The last time the Supreme Court axed a president's major law was in the 1930s, when it struck key pillars of the New Deal. In response, President Franklin Roosevelt mounted a fierce public relations campaign against the court and, after he won re-election, compelled the court to reverse course. Historians note that the episode tarnished the high court's reputation.
Following a major campaign speech Tuesday, President Obama not-so-subtly warned the court to "exercise its jurisprudence carefully," arguing that judicial precedent in his favor dates back even before the New Deal.

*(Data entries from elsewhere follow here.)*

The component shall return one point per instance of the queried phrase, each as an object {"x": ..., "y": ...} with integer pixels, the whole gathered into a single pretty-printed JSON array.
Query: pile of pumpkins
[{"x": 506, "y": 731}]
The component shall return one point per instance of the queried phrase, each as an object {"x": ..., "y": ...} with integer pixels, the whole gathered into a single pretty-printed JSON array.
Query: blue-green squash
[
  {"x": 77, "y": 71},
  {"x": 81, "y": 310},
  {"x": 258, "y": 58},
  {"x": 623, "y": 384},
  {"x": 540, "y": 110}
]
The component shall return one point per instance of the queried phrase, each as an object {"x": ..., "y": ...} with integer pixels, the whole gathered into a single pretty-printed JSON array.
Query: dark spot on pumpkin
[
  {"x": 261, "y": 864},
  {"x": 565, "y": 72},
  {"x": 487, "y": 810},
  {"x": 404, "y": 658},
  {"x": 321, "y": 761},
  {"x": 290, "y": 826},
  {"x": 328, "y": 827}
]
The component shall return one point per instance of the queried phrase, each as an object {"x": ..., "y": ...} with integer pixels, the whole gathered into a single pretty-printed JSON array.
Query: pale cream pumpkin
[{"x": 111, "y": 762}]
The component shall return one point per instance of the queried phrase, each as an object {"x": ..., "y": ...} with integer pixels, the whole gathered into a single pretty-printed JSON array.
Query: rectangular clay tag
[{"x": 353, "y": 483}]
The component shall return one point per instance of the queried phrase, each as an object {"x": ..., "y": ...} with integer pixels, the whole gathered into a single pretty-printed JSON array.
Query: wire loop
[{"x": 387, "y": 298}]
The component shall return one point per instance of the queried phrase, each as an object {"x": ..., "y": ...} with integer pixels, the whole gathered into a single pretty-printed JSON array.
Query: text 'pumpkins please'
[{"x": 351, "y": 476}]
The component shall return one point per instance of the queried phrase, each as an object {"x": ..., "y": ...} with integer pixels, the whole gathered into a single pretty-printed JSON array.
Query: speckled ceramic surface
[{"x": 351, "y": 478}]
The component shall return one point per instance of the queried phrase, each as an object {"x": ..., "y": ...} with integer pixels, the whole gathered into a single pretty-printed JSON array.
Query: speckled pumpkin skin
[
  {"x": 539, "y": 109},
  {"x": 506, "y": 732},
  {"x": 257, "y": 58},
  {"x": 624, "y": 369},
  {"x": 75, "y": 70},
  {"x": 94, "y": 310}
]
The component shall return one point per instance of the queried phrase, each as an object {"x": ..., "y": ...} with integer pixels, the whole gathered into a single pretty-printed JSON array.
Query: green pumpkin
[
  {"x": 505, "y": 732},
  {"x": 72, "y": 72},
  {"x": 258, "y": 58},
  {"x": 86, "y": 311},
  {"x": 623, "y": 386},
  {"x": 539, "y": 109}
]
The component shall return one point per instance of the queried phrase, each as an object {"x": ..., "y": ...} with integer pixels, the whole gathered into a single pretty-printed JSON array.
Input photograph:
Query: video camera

"We have not seen the court overturn a law that was passed by Congress on an economic issue like health care -- that I think most people would clearly consider commerce -- at least since Lochner," Obama said, referring to an early 1900s era when the Supreme Court axed minimum wage and child-labor laws. "The burden is on those who would overturn a law like this."
For Roberts, an escape hatch of sorts opens up if Kennedy decides to uphold the law, in which case he won't be seen as the deciding vote. But there's no ducking accountability for his decision either way. If he votes to uphold the law, conservatives may never forgive him. But if he strikes it down, Jost argued, "history will look upon him as a judge who looked at politics rather than law."